17 water fountains throughout Chesterfield County Public Schools tested for unsafe levels of lead

CHESTERFIELD COUNTY, Va. -- Seventeen water fountains throughout Chesterfield County Public Schools were found to have unsafe levels of lead, according to a letter sent out to parents at Cosby High School Wednesday night.

Lead levels fewer than 15 parts per billion (ppb) are considered acceptable for drinking water, according to the CDC.

At Cosby, lead tests showed the affected fountain had 101 ppb; nearly seven times the safe limit.

According to the CDC, lead found in tap water usually comes from the corrosion of older fixtures or from the solder that connects pipes. When water sits in leaded pipes for several hours, lead can leach into the water supply.

While children 6-years-old or younger are the most vulnerable to lead poisoning, an EPA health sheet says that lead exposure in adults can lead to cardiovascular problems, increased blood pressure and incidence of hypertension, decreased kidney function, and reproductive problems.

In 2017 a state law was passed requiring public schools to develop and execute a plan to test drinking water in schools built in or before 1986.

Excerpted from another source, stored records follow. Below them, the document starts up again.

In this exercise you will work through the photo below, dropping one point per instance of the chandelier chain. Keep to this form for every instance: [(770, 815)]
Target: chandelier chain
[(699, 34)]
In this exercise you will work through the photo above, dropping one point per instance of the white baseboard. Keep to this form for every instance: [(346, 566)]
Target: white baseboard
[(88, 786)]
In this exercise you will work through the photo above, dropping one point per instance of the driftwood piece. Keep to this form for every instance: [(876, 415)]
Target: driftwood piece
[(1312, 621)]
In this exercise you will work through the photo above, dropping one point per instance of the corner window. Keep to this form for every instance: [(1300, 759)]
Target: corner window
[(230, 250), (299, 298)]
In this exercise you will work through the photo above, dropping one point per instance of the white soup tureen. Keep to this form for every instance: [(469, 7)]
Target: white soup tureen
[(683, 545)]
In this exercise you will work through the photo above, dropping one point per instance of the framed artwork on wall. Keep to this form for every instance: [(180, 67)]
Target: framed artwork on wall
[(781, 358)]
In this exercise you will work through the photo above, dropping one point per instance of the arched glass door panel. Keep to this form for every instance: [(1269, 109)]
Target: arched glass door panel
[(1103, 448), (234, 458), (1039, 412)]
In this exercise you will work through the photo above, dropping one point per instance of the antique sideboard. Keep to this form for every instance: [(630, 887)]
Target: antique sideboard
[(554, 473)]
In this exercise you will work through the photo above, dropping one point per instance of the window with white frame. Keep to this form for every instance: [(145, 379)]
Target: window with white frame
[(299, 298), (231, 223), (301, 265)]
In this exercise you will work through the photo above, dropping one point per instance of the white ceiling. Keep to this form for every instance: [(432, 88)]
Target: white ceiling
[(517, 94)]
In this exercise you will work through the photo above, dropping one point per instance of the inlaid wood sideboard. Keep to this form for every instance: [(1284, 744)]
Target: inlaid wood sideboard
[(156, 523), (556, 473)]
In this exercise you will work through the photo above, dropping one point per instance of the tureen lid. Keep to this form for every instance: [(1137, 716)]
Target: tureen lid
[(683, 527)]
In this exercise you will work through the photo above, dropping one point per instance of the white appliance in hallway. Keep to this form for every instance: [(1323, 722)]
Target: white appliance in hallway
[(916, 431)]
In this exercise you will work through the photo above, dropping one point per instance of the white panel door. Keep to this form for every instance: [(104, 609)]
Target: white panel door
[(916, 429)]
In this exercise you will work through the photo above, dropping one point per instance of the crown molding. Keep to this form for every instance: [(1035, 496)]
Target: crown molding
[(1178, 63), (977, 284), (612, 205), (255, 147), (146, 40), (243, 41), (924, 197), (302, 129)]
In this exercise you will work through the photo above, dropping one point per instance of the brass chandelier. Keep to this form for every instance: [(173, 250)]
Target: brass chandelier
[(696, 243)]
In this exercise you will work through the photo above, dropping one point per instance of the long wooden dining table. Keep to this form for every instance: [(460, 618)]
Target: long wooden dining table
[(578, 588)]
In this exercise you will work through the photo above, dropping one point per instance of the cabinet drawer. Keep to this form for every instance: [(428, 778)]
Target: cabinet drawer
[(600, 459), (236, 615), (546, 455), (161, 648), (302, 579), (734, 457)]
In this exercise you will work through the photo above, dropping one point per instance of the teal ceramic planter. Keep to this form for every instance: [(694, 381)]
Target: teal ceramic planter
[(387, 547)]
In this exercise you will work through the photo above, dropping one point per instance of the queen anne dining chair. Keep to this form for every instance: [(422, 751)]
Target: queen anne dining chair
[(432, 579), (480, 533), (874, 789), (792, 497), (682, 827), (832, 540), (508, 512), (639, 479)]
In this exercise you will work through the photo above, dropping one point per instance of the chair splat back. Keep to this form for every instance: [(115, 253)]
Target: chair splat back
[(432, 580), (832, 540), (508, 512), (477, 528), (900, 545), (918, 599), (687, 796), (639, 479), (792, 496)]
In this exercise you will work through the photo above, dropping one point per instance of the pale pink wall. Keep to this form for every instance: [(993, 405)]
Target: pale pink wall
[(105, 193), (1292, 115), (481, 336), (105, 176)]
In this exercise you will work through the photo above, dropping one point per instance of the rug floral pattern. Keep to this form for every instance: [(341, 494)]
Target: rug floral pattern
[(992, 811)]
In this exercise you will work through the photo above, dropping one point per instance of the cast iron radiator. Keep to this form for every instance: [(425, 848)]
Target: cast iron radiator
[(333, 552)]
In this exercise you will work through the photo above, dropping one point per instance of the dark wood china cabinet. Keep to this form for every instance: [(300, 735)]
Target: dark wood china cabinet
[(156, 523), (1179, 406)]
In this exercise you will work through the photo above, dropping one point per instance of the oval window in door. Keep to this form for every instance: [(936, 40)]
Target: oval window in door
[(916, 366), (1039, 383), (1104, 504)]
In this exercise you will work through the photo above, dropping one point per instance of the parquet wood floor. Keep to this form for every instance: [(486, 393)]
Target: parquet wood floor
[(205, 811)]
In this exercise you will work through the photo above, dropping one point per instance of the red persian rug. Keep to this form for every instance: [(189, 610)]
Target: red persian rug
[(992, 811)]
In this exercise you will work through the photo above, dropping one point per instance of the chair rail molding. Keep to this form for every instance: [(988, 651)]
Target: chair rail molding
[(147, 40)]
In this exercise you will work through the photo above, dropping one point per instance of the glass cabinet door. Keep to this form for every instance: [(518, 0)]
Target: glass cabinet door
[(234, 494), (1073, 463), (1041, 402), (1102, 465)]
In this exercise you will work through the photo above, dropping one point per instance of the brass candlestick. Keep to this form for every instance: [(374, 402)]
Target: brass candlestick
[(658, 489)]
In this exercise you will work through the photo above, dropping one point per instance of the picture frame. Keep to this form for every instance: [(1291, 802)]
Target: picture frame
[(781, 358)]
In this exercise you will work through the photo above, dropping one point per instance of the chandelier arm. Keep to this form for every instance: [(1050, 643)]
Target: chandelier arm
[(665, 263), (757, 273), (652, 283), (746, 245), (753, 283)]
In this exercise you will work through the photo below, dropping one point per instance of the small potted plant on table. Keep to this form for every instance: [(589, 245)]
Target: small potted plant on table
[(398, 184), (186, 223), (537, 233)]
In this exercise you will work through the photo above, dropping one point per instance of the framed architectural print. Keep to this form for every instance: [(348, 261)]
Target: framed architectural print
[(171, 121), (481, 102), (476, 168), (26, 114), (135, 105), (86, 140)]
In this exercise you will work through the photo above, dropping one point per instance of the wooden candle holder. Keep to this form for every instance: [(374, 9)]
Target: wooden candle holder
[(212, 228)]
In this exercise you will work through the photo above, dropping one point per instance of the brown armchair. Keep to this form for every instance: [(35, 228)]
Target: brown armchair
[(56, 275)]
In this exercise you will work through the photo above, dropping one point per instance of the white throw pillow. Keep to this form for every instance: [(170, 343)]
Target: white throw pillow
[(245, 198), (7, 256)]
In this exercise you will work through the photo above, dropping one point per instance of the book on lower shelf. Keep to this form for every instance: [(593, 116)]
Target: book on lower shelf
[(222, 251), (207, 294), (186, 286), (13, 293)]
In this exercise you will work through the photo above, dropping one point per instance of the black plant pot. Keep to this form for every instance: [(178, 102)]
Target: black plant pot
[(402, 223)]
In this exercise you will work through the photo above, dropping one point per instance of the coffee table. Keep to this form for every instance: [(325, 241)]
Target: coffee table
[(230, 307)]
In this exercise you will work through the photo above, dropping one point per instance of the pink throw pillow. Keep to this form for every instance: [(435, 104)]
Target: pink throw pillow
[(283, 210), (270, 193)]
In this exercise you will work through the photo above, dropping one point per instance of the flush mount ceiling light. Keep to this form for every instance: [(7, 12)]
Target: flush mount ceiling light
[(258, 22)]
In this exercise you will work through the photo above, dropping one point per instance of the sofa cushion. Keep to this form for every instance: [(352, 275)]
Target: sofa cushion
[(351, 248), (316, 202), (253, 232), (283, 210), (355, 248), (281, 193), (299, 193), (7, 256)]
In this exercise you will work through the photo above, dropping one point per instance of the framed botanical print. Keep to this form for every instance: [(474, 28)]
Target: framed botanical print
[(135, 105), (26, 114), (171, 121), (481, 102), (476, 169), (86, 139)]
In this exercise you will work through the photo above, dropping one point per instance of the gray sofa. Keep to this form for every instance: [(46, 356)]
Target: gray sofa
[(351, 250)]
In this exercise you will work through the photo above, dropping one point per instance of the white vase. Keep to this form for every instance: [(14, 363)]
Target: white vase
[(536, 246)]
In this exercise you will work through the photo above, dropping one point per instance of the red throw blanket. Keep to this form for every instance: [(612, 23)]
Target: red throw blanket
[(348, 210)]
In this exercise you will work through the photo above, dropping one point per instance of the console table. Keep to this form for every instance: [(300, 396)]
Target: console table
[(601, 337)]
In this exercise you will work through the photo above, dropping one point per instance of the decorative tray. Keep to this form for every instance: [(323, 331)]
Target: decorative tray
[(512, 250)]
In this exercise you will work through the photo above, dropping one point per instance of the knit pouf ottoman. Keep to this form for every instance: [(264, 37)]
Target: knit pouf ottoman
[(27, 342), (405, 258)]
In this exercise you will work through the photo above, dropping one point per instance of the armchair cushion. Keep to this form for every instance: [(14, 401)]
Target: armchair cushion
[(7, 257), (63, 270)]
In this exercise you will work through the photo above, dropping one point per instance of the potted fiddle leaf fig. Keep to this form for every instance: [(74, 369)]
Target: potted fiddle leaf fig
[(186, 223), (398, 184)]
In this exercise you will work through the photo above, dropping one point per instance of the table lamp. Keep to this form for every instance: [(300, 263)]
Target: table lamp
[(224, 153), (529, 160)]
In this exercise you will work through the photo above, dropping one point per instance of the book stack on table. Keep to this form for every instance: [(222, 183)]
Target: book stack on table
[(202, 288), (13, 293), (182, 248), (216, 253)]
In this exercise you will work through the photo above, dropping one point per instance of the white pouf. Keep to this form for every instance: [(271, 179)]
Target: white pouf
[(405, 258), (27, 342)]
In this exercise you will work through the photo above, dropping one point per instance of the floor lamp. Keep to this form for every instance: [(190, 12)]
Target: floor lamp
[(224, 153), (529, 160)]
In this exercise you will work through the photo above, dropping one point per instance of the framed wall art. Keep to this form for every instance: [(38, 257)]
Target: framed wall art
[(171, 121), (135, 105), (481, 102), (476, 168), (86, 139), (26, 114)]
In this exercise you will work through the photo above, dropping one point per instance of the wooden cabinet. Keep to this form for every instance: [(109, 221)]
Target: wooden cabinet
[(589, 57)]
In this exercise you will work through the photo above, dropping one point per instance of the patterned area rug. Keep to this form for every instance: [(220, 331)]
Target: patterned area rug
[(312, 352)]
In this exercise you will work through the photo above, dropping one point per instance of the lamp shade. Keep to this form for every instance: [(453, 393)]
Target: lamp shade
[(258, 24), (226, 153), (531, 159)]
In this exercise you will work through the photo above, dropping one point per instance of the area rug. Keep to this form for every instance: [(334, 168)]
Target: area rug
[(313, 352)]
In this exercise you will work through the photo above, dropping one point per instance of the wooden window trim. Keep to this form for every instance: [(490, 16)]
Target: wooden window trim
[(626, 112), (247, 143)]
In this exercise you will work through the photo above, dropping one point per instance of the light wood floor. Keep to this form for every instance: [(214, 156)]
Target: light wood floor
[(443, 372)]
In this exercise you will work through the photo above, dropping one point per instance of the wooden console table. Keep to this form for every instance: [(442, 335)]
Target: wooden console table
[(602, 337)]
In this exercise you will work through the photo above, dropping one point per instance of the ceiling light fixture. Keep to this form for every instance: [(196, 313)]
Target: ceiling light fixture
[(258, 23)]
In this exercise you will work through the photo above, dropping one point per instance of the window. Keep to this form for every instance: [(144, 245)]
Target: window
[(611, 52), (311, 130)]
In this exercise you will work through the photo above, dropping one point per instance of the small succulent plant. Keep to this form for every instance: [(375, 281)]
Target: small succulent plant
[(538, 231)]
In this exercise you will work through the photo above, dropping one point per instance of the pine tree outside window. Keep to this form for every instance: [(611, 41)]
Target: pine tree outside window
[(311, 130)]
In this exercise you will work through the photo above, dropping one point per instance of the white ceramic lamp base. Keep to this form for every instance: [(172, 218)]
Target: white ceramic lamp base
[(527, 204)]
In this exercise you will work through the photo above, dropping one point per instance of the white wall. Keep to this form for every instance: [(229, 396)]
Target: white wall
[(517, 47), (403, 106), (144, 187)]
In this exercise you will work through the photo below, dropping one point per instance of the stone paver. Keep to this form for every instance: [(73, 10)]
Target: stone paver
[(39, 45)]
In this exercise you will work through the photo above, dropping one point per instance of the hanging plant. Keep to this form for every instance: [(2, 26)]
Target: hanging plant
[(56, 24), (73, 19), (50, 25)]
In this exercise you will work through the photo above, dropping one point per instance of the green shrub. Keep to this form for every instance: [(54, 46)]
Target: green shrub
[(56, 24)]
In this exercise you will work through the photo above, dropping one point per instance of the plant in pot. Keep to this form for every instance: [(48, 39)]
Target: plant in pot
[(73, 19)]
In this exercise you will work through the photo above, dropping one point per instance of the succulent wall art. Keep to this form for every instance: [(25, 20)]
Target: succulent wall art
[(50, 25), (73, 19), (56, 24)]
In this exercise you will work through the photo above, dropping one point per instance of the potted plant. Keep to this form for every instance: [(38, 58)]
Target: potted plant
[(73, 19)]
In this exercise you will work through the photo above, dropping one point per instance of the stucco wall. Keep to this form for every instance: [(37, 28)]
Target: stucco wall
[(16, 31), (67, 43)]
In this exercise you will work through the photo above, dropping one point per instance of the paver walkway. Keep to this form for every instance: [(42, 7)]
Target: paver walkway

Chesterfield County expanded its testing and tested all water sources in schools built after 1986 for lead and copper.

Principal of Cosby High School Ben Snyder said that the school division immediately took the water fountain offline, and that is is being replaced with a new fountain and filters.

In 2018, Chesterfield Schools sent letters to parents and students to them know that elevated levels of lead had been found at water fountains at seven different schools.